Abstract

The changes in the nature of warfare and its transformation toward intrastate conflicts—known in military jargon as Low Intensity Conflict (LIC)—pose a challenge to the nature of the interaction between the political and the military echelons in general and in Israel—where such a conflict has been a protracted reality since 2000—in particular. While, in these instances, political supremacy is maintained on institutional and formal levels, on the substantial level, which requires reliance on knowledge and systematic staff work, the political position is weakened and substantive civilian control is wanting. I characterize the interactions between the political and the military echelons in Israel during the last half-decade as a "discourse space" imbued with military content and characterized by a blurred political directive. The concept of "epistemic authority" is borrowed from the field of social psychology. Showing how Israel's military echelon has become an "epistemic authority" with regard to the confrontation with the Palestinians, in the eyes of both the general public and the political echelon in Israel, is elucidated through both the nature of the political-military interaction during this period and the weakness of civilian control of the military.
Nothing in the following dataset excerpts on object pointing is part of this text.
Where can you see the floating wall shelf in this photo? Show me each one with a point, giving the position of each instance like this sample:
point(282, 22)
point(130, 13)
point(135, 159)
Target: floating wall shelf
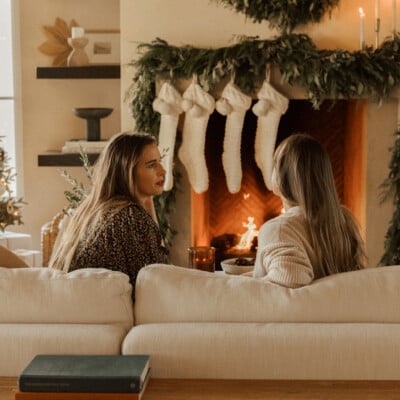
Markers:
point(88, 72)
point(58, 159)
The operations launched by the Israeli military, according to its own interpretation of the politicians' intentions and following its newly developed knowledge, helped shape the conflict environment and were perceived by politicians and by most of the Israeli public as justified. The military's hegemonic role in the conflict, in its turn, resulted from the inherent weakness of political control of the military and, at the same time, was a fresh indication of it. The weakness of civilian control of the military in this period suggests that political thinking in Israel is inadequate and attests to the threat to both the supremacy of its civilian sphere and the delimitation of the military's influence over its politics.